In the midst of my effort to meet the challenges and exploit the opportunities, I did not fully appreciate how well I was being prepared for graduate school and beyond. It took a decade or more of perspective for me to fully understand the outstanding preparation I’d received. While I chose mathematics as my major (numbers were always easy, words…not so much) and did my Honors Thesis on the Projective Plane, I never ever lost my passion for P&R, taking as many classes as I could there. In addition to Hunt Terrell, Steve Hartshorne was absolutely great for my intellectual and spiritual development. I still teach Sunday School periodically using his Faith to Doubt, again with all my college notes in it and then some from years later.
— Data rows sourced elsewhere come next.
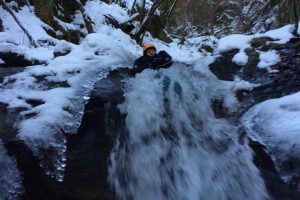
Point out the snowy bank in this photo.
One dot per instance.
(275, 124)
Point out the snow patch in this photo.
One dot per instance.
(275, 123)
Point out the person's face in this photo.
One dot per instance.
(150, 52)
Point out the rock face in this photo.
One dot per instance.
(17, 60)
(87, 151)
(272, 85)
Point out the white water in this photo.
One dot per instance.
(10, 177)
(178, 149)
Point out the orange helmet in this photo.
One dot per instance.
(147, 46)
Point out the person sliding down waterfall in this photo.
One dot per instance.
(152, 60)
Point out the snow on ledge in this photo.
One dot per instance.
(242, 42)
(275, 124)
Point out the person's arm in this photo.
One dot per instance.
(137, 67)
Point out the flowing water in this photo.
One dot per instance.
(175, 147)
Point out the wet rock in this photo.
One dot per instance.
(286, 81)
(223, 67)
(62, 49)
(18, 60)
(250, 72)
(7, 129)
(259, 42)
(7, 70)
(89, 150)
(277, 188)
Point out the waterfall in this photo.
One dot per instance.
(175, 148)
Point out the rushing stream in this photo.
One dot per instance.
(175, 147)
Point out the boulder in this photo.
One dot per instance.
(62, 48)
(223, 67)
(18, 60)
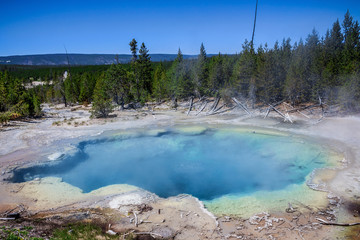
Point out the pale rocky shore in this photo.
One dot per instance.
(127, 209)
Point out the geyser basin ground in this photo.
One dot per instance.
(221, 166)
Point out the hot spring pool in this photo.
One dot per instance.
(207, 164)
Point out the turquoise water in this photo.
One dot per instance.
(208, 165)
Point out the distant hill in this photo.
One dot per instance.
(80, 59)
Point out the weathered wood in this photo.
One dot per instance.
(219, 108)
(286, 117)
(225, 110)
(202, 108)
(199, 100)
(214, 105)
(241, 105)
(191, 103)
(337, 224)
(267, 112)
(302, 108)
(136, 220)
(303, 114)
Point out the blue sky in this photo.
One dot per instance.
(38, 26)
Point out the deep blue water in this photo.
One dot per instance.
(207, 165)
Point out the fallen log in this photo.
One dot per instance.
(302, 108)
(337, 224)
(267, 112)
(202, 108)
(214, 105)
(225, 110)
(199, 100)
(191, 103)
(241, 105)
(286, 117)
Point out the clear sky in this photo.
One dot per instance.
(104, 26)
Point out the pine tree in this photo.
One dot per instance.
(145, 72)
(3, 93)
(244, 70)
(201, 72)
(216, 75)
(102, 104)
(118, 85)
(160, 86)
(133, 49)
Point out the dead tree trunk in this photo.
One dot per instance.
(191, 103)
(286, 117)
(215, 105)
(241, 105)
(202, 108)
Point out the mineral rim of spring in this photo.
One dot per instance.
(209, 164)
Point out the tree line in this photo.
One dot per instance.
(319, 67)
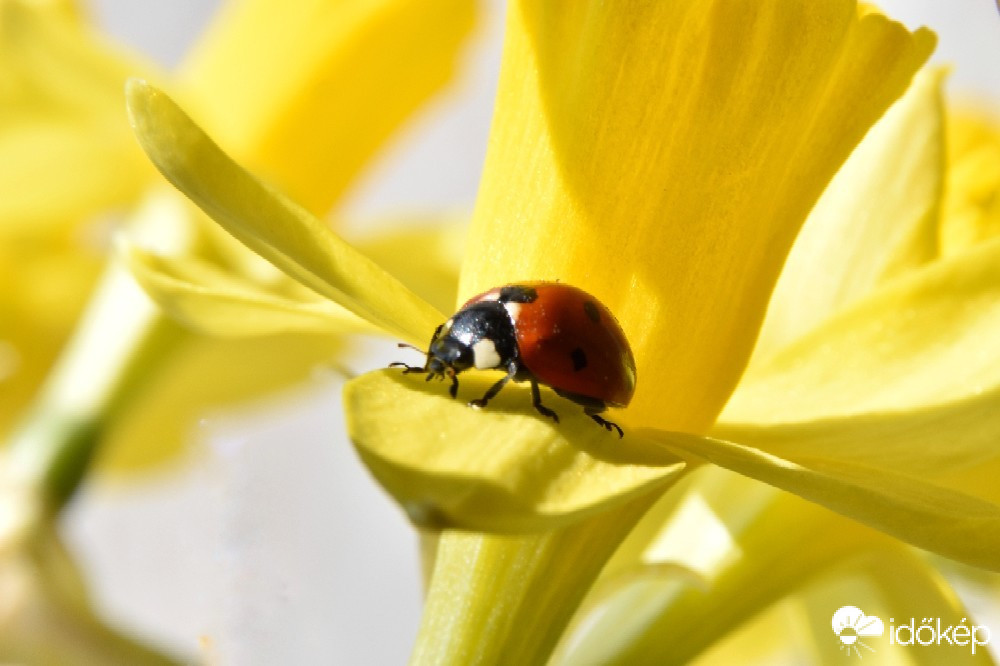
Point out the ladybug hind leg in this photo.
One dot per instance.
(608, 425)
(493, 390)
(536, 400)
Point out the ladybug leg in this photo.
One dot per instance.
(491, 393)
(592, 410)
(536, 400)
(608, 425)
(407, 368)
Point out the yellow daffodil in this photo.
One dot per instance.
(665, 158)
(310, 64)
(67, 158)
(129, 374)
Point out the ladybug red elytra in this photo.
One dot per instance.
(543, 332)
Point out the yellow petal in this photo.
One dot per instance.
(928, 441)
(503, 468)
(971, 211)
(925, 339)
(663, 155)
(722, 552)
(500, 599)
(65, 147)
(271, 224)
(941, 520)
(425, 258)
(213, 302)
(878, 214)
(307, 92)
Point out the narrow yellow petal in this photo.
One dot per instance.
(65, 148)
(663, 156)
(306, 92)
(941, 520)
(426, 258)
(878, 214)
(930, 337)
(271, 224)
(971, 212)
(213, 302)
(500, 469)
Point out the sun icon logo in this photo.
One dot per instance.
(850, 624)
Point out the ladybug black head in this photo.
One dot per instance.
(447, 354)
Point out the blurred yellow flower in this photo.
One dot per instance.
(263, 71)
(665, 158)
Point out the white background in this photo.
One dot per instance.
(270, 541)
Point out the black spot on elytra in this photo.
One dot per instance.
(518, 294)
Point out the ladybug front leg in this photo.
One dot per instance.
(490, 394)
(407, 369)
(591, 411)
(536, 400)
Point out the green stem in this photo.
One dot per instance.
(507, 599)
(120, 339)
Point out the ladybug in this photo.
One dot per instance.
(542, 332)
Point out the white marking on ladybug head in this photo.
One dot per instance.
(484, 354)
(513, 310)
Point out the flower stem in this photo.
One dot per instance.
(507, 599)
(119, 340)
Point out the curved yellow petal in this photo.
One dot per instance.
(306, 92)
(213, 302)
(271, 224)
(928, 338)
(929, 441)
(971, 211)
(945, 521)
(65, 147)
(878, 215)
(721, 551)
(500, 469)
(663, 155)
It was not until Rebecca Chopp was chosen as Colgate’s first woman president that I became acquainted with Robert M. Shelton. From Dr. Shelton I learned more about the deep P&R tradition of Colgate and our first ’00 famous son Harry Emerson Fosdick, whom Dr. Shelton had interviewed in 1964-65 for his dissertation research at Princeton Theological Seminary. It was an interview that ultimately saved his own career in the ministry and theology.

My wife Sheri says that she knows no one who is more passionate about their alma mater than I am about Colgate. I make no apologies. While the challenges of my four years at times frustrated me and I experienced some down times and disappointments, I never lost track of the opportunities, both in the classroom and outside the classroom. I had the privilege to serve as Business Manager of the Colgate 13 my senior year and continue to stay bonded with my 13 brothers. As I watch Victor Gonzales grow through the application of Immanuel Kant’s classic moral imperatives to the events surrounding the BP Deepwater Horizon oil spill, I am reminded of my own passion in studying with Hunt Terrell and Steve Hartshorne nearly half a century ago. I am also reminded of when I listened to Ryan Loomis ’12 at lunch in Hamilton in April 2012 describe his passion for studying China, Chinese, and the Chinese culture.

I encourage this new generation of Colgate men and women, (my cousin Eleanor McNees ’73 was among the first women who came to Colgate by passionate choice and have made us all the better), to be fully engaged so as to take advantage of all Colgate has to offer. Be mindful of the pitfalls and problems that will keep you realistic, but stay focused on the challenges and opportunities to insure that you embrace college life with optimism and hope.